Now let’s get on to the recipe, shall we?
This recipe came to mind while cleaning out the fridge. Seriously, it’s that easy. I pulled out a bag of carrots, celery root, squash, onions, leftover bone broth and was sure I could scrounge up some seasonings. I always keep canned coconut milk, dried herbs and spices in my pantry for everyday cooking and situations like this. What I love about making soups and stews is that they’re generally easy to throw together and can be modified with ingredients you have on hand. I pretty much eye-balled this recipe and it turned out to be absolutely delicious!
This soup gets it’s exceptionally rich flavour from it’s cooking method, which starts with roasting the squash until perfectly tender and caramelized. I used a buttercup squash, but any winter squash will do the trick. The next step involves sautéing the ingredients in a ceramic pot and simmering for about half an hour. Once the vegetables have softened, you can either puree the soup with an immersion blender, or carefully transfer it to your blender to finish the job.
This soup makes a great compliment to sandwiches and salads or can be enjoyed all on it’s own. If you’re sharing it with company, feel free to add a sprinkle of turmeric, fresh parsley or some toasted pumpkin seeds for extra visual appeal!
- 1 buttercup squash (about 3 lbs)
- ½ medium yellow onion
- ½ celeriac (celery root)
- 3 carrots
- 4 cups bone broth
- ½ cup full fat coconut milk
- 1 tbsp grated ginger
- 3 garlic cloves
- 1.5 tbsp avocado oil
- 1 tsp fine sea salt
- Optional garnish: fresh parsley, coconut milk, turmeric, toasted pumpkin seeds (omit for AIP)

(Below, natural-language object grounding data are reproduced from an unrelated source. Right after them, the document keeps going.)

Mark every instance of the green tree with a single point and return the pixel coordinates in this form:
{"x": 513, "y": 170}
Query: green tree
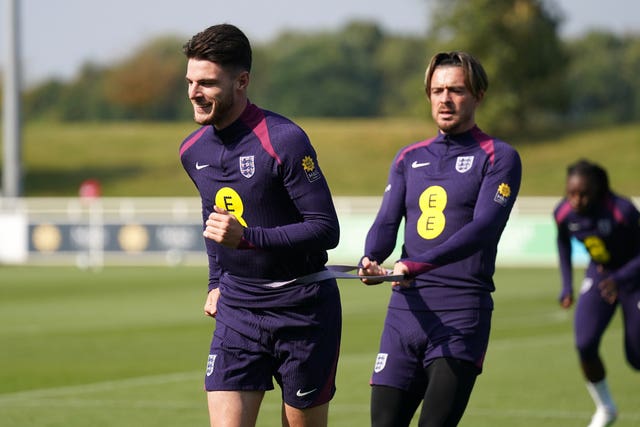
{"x": 331, "y": 75}
{"x": 517, "y": 41}
{"x": 150, "y": 83}
{"x": 603, "y": 78}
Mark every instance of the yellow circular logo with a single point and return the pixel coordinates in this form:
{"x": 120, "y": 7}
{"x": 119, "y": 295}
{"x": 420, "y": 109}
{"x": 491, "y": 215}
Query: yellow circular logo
{"x": 46, "y": 238}
{"x": 228, "y": 199}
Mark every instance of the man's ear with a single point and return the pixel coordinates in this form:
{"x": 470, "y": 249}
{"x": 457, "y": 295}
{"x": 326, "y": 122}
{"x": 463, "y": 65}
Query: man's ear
{"x": 243, "y": 80}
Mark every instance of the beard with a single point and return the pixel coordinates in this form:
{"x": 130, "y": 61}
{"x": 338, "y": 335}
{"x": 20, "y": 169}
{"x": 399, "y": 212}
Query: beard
{"x": 216, "y": 113}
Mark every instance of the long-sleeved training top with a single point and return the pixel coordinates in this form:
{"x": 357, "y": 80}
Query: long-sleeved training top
{"x": 610, "y": 233}
{"x": 455, "y": 193}
{"x": 264, "y": 170}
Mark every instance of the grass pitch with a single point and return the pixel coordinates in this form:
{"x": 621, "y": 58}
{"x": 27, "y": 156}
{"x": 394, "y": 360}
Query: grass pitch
{"x": 127, "y": 347}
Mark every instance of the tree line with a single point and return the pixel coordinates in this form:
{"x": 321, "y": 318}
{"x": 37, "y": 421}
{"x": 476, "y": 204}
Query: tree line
{"x": 536, "y": 79}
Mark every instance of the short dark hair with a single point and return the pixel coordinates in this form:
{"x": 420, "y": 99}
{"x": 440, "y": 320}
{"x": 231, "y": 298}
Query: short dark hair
{"x": 224, "y": 44}
{"x": 594, "y": 173}
{"x": 475, "y": 78}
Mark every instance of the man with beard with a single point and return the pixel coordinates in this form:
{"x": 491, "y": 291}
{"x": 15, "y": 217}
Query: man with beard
{"x": 455, "y": 192}
{"x": 269, "y": 220}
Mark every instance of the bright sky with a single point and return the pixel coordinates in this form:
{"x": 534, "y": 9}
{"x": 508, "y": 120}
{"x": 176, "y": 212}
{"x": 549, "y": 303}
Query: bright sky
{"x": 58, "y": 36}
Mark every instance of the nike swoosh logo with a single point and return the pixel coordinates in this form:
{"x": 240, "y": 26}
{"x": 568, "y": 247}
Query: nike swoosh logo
{"x": 415, "y": 164}
{"x": 301, "y": 393}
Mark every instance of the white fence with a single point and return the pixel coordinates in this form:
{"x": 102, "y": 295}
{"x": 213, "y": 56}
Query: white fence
{"x": 141, "y": 231}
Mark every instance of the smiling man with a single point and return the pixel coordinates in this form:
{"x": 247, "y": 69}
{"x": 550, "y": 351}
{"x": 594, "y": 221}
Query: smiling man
{"x": 268, "y": 221}
{"x": 455, "y": 193}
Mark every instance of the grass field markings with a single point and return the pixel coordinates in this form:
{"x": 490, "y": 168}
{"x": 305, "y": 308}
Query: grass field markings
{"x": 545, "y": 414}
{"x": 126, "y": 402}
{"x": 98, "y": 386}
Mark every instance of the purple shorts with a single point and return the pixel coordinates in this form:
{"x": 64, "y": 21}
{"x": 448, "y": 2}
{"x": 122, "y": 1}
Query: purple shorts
{"x": 593, "y": 315}
{"x": 298, "y": 346}
{"x": 411, "y": 340}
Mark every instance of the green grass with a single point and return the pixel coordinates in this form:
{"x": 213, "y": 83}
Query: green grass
{"x": 141, "y": 159}
{"x": 127, "y": 347}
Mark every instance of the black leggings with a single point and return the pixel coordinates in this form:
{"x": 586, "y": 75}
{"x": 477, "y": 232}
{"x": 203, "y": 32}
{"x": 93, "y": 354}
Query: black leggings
{"x": 449, "y": 385}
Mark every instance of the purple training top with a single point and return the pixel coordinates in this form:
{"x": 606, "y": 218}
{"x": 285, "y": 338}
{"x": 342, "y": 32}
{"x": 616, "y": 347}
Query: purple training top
{"x": 611, "y": 235}
{"x": 263, "y": 169}
{"x": 455, "y": 193}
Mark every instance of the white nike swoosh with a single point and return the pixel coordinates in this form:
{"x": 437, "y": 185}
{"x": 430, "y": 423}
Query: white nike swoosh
{"x": 415, "y": 164}
{"x": 301, "y": 393}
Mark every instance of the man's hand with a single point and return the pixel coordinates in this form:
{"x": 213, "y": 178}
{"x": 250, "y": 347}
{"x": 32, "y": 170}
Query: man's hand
{"x": 223, "y": 227}
{"x": 401, "y": 269}
{"x": 566, "y": 301}
{"x": 211, "y": 305}
{"x": 609, "y": 290}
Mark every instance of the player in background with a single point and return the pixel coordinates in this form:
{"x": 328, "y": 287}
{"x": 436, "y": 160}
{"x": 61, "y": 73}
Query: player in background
{"x": 609, "y": 227}
{"x": 269, "y": 220}
{"x": 455, "y": 192}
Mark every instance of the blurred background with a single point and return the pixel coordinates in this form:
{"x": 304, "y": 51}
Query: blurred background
{"x": 95, "y": 107}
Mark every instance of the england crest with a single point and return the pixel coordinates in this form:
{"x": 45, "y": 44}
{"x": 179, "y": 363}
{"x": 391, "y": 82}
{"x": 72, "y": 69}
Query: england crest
{"x": 381, "y": 362}
{"x": 210, "y": 362}
{"x": 247, "y": 166}
{"x": 464, "y": 163}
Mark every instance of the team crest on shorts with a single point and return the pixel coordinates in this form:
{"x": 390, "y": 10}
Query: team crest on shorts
{"x": 247, "y": 166}
{"x": 381, "y": 362}
{"x": 210, "y": 362}
{"x": 464, "y": 163}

- Preheat oven to 400F. Cut buttercup squash in half, scoop out seeds and drizzle with ½ tbsp avocado oil. Bake for 45 minutes, or until tender and beginning to caramelize.
- Peel and roughly chop remaining vegetables. Set aside.
- Heat stovetop to medium and add 1 tbsp avocado oil to a large ceramic pot. Add onions and saute for 2-3 minutes, stirring frequently.
- Add carrots, celeriac and garlic and saute for another 5-7 minutes.
- Add bone broth and bring to a boil. Reduce heat and cover with a lid, simmering for 25-30 minutes or until vegetables are softened.
- Remove squash from the oven. Scrape contents away from flesh and add to pot. Add coconut milk, salt and ginger and simmer for another 5 minutes.
- Using an immersion blender, puree ingredients until smooth (adding water to thin if necessary).
- Garnish with fresh parsley, coconut milk, toasted pumpkin seeds and turmeric, if desired. Serve immediately!